De rest van de avond voelde ik me droopy en ik was blij dat ik op een gegeven moment diep weg kon kruipen onder mijn dekbed. Ik voelde me net een klein stampvoetend kind. Diep in me klonk steeds het zinnetje: “Ik wil niet….”
’s Morgens tijdens het douchen denk ik vaak even na over welke kleding ik straks zal aantrekken. Op deze dinsdagmorgen herinnerde ik me een uitspraak van mijn overbuurvrouw toen ik werd opgenomen in het VUmc. Ze zei: “Tjonge, u ziet er zo gezond uit.”
Ik herpakte mijzelf. Wat had ik aan op die bewuste dag? Een rokje, met daaronder laarzen met een hakje. Die truc doen we nog een keer en ik trek een rokje aan, met daaronder een kort laarsje met een hakje.
“Sorry, lieve voeten van mij, ik weet dat jullie liever een platte schoen onder je hebben, liefst met een steunzool, maar vandaag wordt het echt even doorbijten, want het vrouwtje wil een gezonde indruk maken…..” (Alsof je daarvoor op hakken moet lopen)
Voordat we naar Duitsland gaan, ben ik ’s morgens aan het werk en als ik een patiënt verzoek om even zijn trui uit te doen, zodat ik de bloeddruk kan meten, zegt hij: “Oké, jij bent de baas”
“Op dit moment wel”, zeg ik.
“Vanmiddag liggen de zaken anders, dus ik geniet er even van.”
In Krefeld was al bekend dat ik de radioloog graag zou spreken, na afloop van het onderzoek. Bij ontvangst werd gemeld dat men dit verzoek had doorgegeven aan de beste man, dat hij niets kon beloven, want hij heeft geen reguliere spreekuurtijden, maar dat ik het na het onderzoek nog maar even moest melden aan de balie. Dan zou de radioloog worden opgeroepen en zou worden gekeken of hij even tijd had voor “Frau Goederiaan”. Gelukkig, er wordt erg meegedacht met mijn wensen.
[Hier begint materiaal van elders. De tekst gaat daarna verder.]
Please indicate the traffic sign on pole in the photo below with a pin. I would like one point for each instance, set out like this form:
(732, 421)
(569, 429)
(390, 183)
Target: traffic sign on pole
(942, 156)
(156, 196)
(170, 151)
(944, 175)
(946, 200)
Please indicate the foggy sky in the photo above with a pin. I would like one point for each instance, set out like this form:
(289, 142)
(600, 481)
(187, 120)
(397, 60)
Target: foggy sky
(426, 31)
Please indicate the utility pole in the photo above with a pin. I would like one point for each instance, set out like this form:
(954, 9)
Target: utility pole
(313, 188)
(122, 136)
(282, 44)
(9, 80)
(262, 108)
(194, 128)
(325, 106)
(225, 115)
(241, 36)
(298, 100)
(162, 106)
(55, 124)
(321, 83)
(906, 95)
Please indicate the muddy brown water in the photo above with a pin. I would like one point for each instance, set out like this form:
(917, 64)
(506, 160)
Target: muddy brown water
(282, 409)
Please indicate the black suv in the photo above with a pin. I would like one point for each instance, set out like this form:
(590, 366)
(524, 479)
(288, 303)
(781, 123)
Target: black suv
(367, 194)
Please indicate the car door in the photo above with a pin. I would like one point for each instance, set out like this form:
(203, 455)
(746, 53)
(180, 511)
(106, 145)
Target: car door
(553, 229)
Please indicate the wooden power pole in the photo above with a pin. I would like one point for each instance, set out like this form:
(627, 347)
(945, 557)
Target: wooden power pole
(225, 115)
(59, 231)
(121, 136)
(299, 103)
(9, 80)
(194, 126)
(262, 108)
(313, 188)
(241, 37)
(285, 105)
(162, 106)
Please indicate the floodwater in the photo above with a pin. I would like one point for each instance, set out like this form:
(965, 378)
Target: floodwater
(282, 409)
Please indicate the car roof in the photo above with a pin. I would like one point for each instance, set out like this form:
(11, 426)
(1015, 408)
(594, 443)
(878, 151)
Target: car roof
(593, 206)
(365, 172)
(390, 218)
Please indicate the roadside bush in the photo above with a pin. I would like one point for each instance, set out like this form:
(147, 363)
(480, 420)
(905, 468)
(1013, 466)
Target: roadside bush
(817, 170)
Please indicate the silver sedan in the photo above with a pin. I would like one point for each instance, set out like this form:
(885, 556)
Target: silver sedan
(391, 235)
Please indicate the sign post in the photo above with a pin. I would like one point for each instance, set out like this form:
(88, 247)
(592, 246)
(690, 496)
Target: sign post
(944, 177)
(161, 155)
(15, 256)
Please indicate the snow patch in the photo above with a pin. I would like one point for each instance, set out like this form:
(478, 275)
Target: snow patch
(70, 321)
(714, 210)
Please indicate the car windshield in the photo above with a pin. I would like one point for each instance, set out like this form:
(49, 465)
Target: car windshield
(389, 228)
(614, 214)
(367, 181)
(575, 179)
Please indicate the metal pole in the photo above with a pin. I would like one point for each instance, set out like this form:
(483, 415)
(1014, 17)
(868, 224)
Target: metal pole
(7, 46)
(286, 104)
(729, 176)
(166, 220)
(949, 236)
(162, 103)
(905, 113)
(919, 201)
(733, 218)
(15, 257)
Toen was het mijn beurt om de trui even uit te doen, omdat er een infuusnaald in mijn arm geprikt ging worden. De zuster begon uit te leggen waar het voor was. Ik meldde dat ik al meer dan tien keer door de scan geweest was, dus dat ik het klappen van de zweep wel kende.
Sinds kort doe ik een cursus Mindfulness en daar horen meditatieoefeningen bij. Eén daarvan heet de bodyscan. Ik kreeg een strak plan en nam de regie over mezelf, terwijl men mij in de MRI-scan schoof. Als de deskundigen nu eens de MRI-scan van mijn hoofd maakten, dan zou ik ondertussen mijn eigen bodyscan doen. Zo gezegd, zo gedaan en yep, het werkte. Geen akelige, bezorgde gedachten, maar mijn aandacht was gefocust op iets anders… totdat ik in slaap viel.
Door de microfoon hoor ik zeggen dat er nu contrastmiddel wordt ingespoten. Teven de vraag of het goed gaat. “Jawohl, aber ich was in slaap gevallen.” Na afloop word ik een “profi” genoemd, omdat er al zo vaak een scan van mijn hoofd is gemaakt. Of ik daar nu blij van moet worden…
Zodra ik van de behandeltafel afstap, herinner ik de zuster aan het verzoek om de radioloog te spreken. Het lukt en terwijl de infuusnaald nog in mijn arm zit, worden we uitgenodigd om de plaatjes op het scherm van de radioloog te bekijken. Hij is dik tevreden en wij ook. De tumor is stabiel en we zien slechts een klein stukje ‘fout’ weefsel, zeker als het wordt vergeleken met de scan van toen we aan het begin van het ziekteproces stonden. Dit wilden we zo graag even met eigen ogen zien.
Dank voor het meedenken en behulpzaam zijn, Krefeld!!!!
Ik was wel weer klaar met het medische gedoe en verzoek Jan om de infuusnaald even te verwijderen uit mijn arm. Dan hoeven we geen zuster te zoeken. We zijn per slot van rekening zelfredzaam.
‘Gezond en wel’ stappen we in de auto, op weg naar huis.
Voor de komende tijd staan er een aantal leuke dingen op het programma en als dat allemaal voorbij is komen we wel weer eens terug naar Krefeld.